她好像被一个玻璃罩保护起来了,外界再吵再乱,消息也传不到她的耳中。
她只顾着养伤就好。
宋卿时过来的时候,药还放在旁边的桌上没有吃。
他看了眼戚榆,戚榆说:“头晕着呢,说待会再吃。”
之前戚榆就连想见她一面都见不着,更遑论是与她相处。这一次的机会对她而言就如同天赐一般,许她过来的时候她几乎都要喜极而泣,非常珍惜。

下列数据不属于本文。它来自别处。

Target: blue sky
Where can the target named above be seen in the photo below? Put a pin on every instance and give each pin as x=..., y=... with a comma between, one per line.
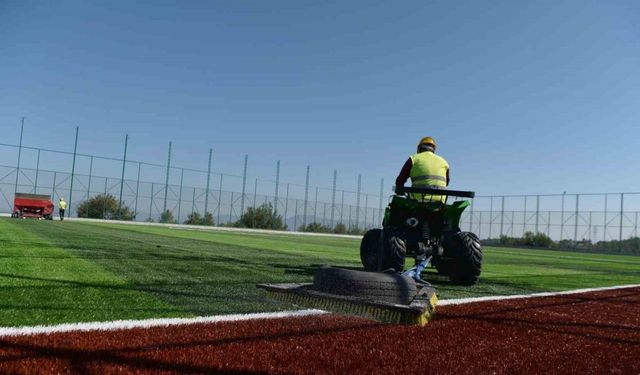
x=522, y=97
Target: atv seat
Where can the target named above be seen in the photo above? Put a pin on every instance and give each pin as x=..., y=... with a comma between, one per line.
x=438, y=191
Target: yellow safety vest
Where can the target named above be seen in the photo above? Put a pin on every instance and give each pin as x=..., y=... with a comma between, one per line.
x=428, y=169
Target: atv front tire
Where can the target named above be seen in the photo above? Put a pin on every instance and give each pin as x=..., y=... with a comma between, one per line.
x=370, y=249
x=378, y=286
x=467, y=266
x=394, y=249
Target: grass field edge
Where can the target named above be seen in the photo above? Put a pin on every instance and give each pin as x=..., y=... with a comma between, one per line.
x=164, y=322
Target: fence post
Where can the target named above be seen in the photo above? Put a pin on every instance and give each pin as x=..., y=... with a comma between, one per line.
x=380, y=208
x=180, y=193
x=358, y=201
x=502, y=215
x=124, y=163
x=166, y=182
x=621, y=220
x=244, y=183
x=206, y=196
x=19, y=156
x=342, y=208
x=193, y=200
x=73, y=170
x=606, y=196
x=366, y=205
x=562, y=218
x=137, y=186
x=35, y=183
x=231, y=208
x=255, y=196
x=471, y=218
x=295, y=218
x=306, y=200
x=512, y=218
x=324, y=214
x=255, y=193
x=315, y=207
x=104, y=201
x=537, y=212
x=524, y=217
x=286, y=206
x=150, y=203
x=219, y=198
x=590, y=212
x=275, y=199
x=333, y=196
x=90, y=173
x=490, y=216
x=575, y=229
x=53, y=189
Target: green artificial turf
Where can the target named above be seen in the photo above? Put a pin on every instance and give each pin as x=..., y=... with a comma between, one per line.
x=71, y=271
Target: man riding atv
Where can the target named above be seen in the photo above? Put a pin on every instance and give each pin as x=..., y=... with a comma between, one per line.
x=420, y=223
x=426, y=169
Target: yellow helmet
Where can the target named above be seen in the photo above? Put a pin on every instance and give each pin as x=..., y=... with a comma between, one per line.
x=427, y=141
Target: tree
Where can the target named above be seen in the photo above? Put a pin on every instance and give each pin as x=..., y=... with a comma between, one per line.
x=104, y=206
x=315, y=228
x=194, y=218
x=263, y=217
x=340, y=229
x=167, y=217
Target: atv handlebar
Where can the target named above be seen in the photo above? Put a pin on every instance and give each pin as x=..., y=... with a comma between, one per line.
x=432, y=191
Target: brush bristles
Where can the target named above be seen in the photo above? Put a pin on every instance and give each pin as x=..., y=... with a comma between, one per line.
x=376, y=313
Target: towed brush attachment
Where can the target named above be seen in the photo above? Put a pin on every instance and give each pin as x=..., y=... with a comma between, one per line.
x=413, y=306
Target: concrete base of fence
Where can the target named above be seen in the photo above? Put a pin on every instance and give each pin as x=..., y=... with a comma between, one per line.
x=208, y=228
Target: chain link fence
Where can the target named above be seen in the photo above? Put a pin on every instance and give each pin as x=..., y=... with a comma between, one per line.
x=150, y=189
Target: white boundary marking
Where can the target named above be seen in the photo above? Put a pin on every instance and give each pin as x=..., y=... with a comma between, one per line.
x=460, y=301
x=150, y=323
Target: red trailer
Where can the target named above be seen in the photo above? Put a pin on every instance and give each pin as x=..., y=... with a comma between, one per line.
x=36, y=206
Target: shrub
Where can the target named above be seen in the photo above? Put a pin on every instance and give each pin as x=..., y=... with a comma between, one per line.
x=263, y=217
x=194, y=218
x=104, y=206
x=315, y=228
x=340, y=229
x=167, y=217
x=356, y=231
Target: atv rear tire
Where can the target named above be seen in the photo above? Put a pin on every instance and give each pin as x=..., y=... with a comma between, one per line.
x=370, y=249
x=394, y=249
x=443, y=267
x=377, y=286
x=467, y=266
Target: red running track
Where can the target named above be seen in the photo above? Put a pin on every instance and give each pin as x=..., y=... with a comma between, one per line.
x=592, y=333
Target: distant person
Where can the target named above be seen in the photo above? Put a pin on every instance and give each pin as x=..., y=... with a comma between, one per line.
x=62, y=206
x=426, y=169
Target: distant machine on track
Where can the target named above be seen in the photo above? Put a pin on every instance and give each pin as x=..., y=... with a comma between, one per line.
x=418, y=223
x=37, y=206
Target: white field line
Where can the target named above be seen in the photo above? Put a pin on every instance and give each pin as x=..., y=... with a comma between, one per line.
x=460, y=301
x=150, y=323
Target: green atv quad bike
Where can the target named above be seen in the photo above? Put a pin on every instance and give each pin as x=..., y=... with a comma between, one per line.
x=427, y=230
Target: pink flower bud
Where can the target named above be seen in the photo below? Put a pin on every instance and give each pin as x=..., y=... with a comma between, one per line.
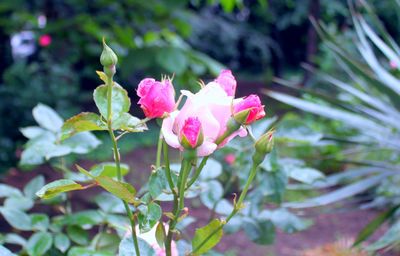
x=251, y=107
x=227, y=81
x=191, y=135
x=230, y=159
x=156, y=98
x=393, y=64
x=44, y=40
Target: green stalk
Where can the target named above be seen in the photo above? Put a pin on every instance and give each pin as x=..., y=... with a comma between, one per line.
x=167, y=169
x=197, y=171
x=236, y=208
x=159, y=148
x=178, y=205
x=118, y=162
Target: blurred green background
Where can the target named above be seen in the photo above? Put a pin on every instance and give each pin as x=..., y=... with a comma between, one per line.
x=188, y=39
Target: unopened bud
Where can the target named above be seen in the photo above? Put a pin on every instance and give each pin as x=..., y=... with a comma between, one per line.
x=263, y=146
x=108, y=58
x=265, y=143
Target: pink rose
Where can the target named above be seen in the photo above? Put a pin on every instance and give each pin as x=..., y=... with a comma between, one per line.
x=227, y=81
x=212, y=106
x=156, y=98
x=44, y=40
x=191, y=133
x=230, y=159
x=393, y=64
x=251, y=103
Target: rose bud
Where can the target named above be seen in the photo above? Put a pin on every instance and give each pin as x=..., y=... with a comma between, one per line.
x=227, y=81
x=191, y=135
x=263, y=147
x=44, y=40
x=248, y=109
x=108, y=58
x=156, y=98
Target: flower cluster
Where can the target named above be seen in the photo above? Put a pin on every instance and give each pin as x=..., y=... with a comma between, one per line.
x=203, y=121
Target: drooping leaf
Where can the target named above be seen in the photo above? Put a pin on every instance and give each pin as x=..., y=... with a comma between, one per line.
x=83, y=251
x=40, y=221
x=106, y=242
x=120, y=100
x=108, y=169
x=56, y=187
x=212, y=232
x=121, y=190
x=39, y=243
x=62, y=242
x=127, y=122
x=78, y=234
x=17, y=218
x=126, y=248
x=148, y=216
x=82, y=122
x=33, y=186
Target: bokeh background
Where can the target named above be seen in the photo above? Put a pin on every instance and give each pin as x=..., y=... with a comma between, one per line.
x=50, y=50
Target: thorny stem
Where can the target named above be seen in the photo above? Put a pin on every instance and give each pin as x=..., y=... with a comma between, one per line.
x=237, y=207
x=118, y=162
x=178, y=205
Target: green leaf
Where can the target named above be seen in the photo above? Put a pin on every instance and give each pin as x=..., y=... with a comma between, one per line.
x=82, y=122
x=160, y=237
x=121, y=190
x=106, y=242
x=82, y=251
x=108, y=169
x=5, y=252
x=126, y=248
x=391, y=237
x=212, y=193
x=78, y=235
x=15, y=239
x=372, y=226
x=109, y=203
x=21, y=203
x=120, y=100
x=16, y=218
x=211, y=170
x=84, y=218
x=33, y=186
x=149, y=216
x=82, y=143
x=62, y=242
x=127, y=122
x=259, y=231
x=47, y=118
x=8, y=191
x=39, y=243
x=56, y=187
x=40, y=221
x=212, y=229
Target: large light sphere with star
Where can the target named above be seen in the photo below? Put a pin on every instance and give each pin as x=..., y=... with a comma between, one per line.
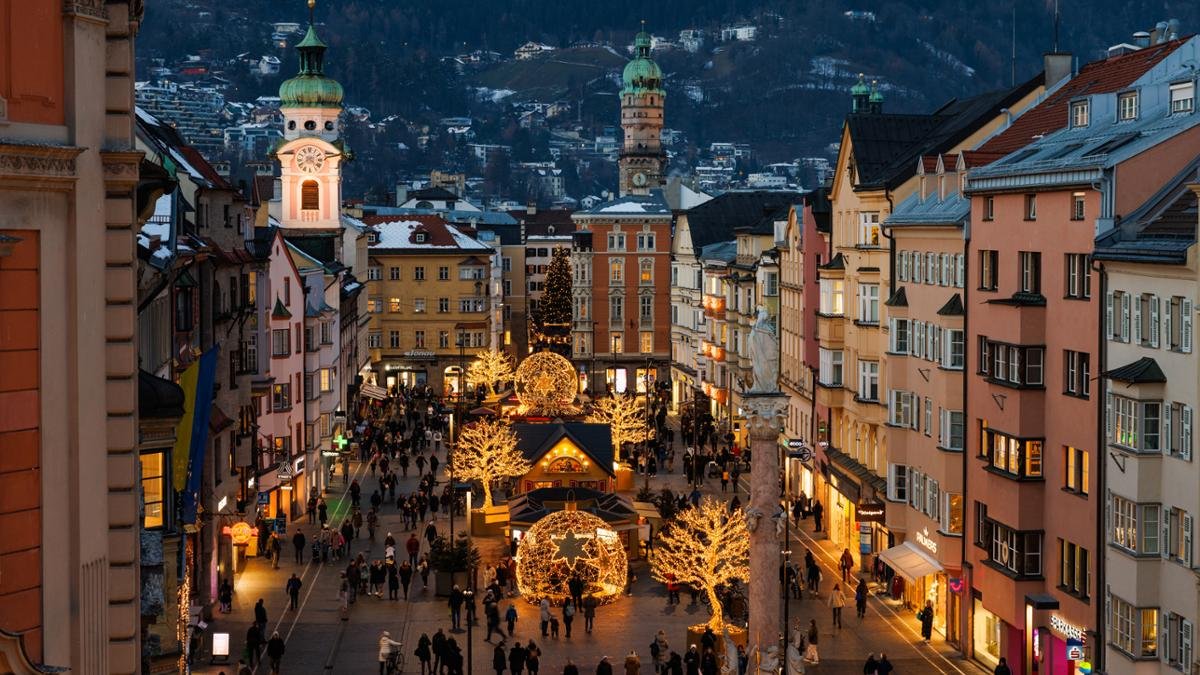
x=546, y=382
x=565, y=544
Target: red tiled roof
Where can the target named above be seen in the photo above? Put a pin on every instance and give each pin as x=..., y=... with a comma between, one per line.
x=1098, y=77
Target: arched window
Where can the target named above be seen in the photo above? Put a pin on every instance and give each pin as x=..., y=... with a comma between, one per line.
x=310, y=196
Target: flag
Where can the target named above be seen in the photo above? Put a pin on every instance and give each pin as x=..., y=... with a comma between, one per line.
x=192, y=435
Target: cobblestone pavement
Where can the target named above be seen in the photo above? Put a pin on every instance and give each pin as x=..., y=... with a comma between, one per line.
x=319, y=641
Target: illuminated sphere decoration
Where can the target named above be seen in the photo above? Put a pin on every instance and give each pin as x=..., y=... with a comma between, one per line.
x=546, y=382
x=570, y=543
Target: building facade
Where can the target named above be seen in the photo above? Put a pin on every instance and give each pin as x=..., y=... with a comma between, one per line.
x=621, y=264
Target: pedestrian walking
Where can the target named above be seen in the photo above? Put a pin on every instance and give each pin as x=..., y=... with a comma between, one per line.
x=275, y=649
x=927, y=620
x=837, y=601
x=294, y=591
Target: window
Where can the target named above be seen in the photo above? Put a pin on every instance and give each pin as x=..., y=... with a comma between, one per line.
x=955, y=348
x=617, y=270
x=1031, y=272
x=831, y=371
x=869, y=303
x=1183, y=96
x=1177, y=430
x=989, y=278
x=281, y=342
x=1127, y=106
x=1073, y=572
x=1019, y=458
x=869, y=228
x=1133, y=424
x=646, y=272
x=1077, y=378
x=310, y=196
x=1079, y=275
x=1014, y=551
x=869, y=381
x=832, y=294
x=951, y=430
x=1077, y=470
x=281, y=396
x=1132, y=629
x=1079, y=113
x=616, y=309
x=898, y=483
x=154, y=489
x=1011, y=364
x=903, y=408
x=898, y=336
x=1177, y=324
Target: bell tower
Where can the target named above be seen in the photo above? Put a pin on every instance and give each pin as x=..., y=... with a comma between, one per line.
x=312, y=150
x=642, y=100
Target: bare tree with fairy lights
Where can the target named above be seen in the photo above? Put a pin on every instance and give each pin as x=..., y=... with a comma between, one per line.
x=487, y=452
x=706, y=547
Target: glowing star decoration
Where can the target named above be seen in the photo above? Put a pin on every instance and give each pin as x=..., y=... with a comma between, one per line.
x=565, y=544
x=570, y=547
x=546, y=382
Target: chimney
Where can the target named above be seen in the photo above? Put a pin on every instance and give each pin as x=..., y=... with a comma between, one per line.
x=1056, y=67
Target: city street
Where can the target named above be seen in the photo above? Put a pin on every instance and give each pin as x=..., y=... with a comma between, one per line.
x=319, y=641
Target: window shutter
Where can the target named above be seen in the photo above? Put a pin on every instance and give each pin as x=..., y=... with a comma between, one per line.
x=1186, y=328
x=1153, y=321
x=1187, y=539
x=1109, y=327
x=1137, y=321
x=1126, y=300
x=1186, y=435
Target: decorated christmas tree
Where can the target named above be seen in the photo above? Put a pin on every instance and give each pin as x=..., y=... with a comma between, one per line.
x=552, y=321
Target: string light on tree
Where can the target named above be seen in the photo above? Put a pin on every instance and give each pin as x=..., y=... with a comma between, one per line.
x=565, y=544
x=705, y=547
x=546, y=382
x=489, y=369
x=487, y=452
x=627, y=418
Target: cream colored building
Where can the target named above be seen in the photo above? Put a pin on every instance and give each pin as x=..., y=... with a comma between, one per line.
x=1150, y=270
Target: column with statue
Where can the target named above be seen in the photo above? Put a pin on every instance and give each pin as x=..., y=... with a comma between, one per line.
x=766, y=407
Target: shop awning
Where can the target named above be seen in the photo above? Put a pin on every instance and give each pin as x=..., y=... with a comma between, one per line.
x=910, y=561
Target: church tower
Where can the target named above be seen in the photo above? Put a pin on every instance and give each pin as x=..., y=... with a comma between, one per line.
x=642, y=160
x=312, y=150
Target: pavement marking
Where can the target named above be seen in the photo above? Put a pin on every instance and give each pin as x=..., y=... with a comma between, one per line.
x=821, y=555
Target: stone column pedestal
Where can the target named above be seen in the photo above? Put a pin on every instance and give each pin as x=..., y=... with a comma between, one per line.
x=765, y=413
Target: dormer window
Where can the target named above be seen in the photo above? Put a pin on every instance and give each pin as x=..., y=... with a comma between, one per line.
x=1080, y=113
x=1127, y=106
x=1183, y=96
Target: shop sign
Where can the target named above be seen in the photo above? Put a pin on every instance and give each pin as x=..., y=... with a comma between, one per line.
x=924, y=539
x=1074, y=649
x=1060, y=625
x=870, y=512
x=240, y=532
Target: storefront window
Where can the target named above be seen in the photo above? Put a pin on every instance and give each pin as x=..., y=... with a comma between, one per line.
x=154, y=489
x=987, y=635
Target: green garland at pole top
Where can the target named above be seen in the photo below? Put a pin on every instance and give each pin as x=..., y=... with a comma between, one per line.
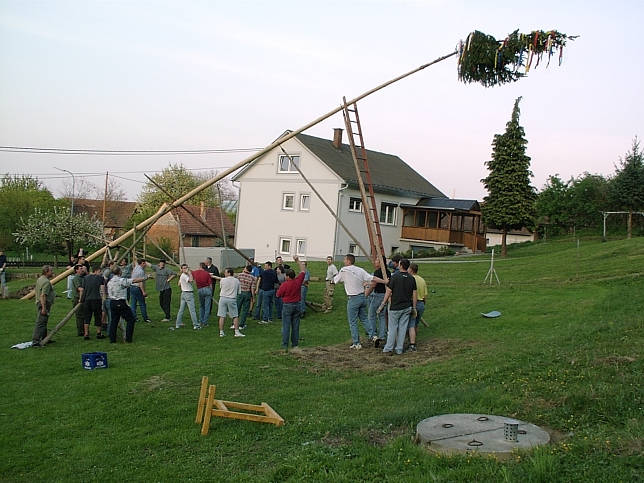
x=483, y=59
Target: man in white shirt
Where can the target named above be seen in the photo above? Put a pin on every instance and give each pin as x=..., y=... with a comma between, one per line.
x=229, y=288
x=117, y=291
x=187, y=298
x=355, y=279
x=329, y=287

基本上除了睡觉时间和宋卿时来替她的时间外,她都在这里陪着逢夕。
她就如同照顾婴儿一般照顾着女儿,从前没有过这样的机会,这次她很感念。
所以在这样的情况下,逢夕几乎也是在被没有下限地惯着。不想喝药的时候,他们哪里忍心逼她吃。
虽然最后的结果肯定是吃,但今日又不知要拖到什么时候去。
宋卿时眉眼掠过几分无奈。
他走到床边,将她扶起来,靠在自己身上。
逢夕睡得迷迷糊糊,迷蒙地咕哝:“干什么呀?”
宋卿时已经折起衬衫袖子,接过药和碗。
“吃了药再睡。”他低声哄着人。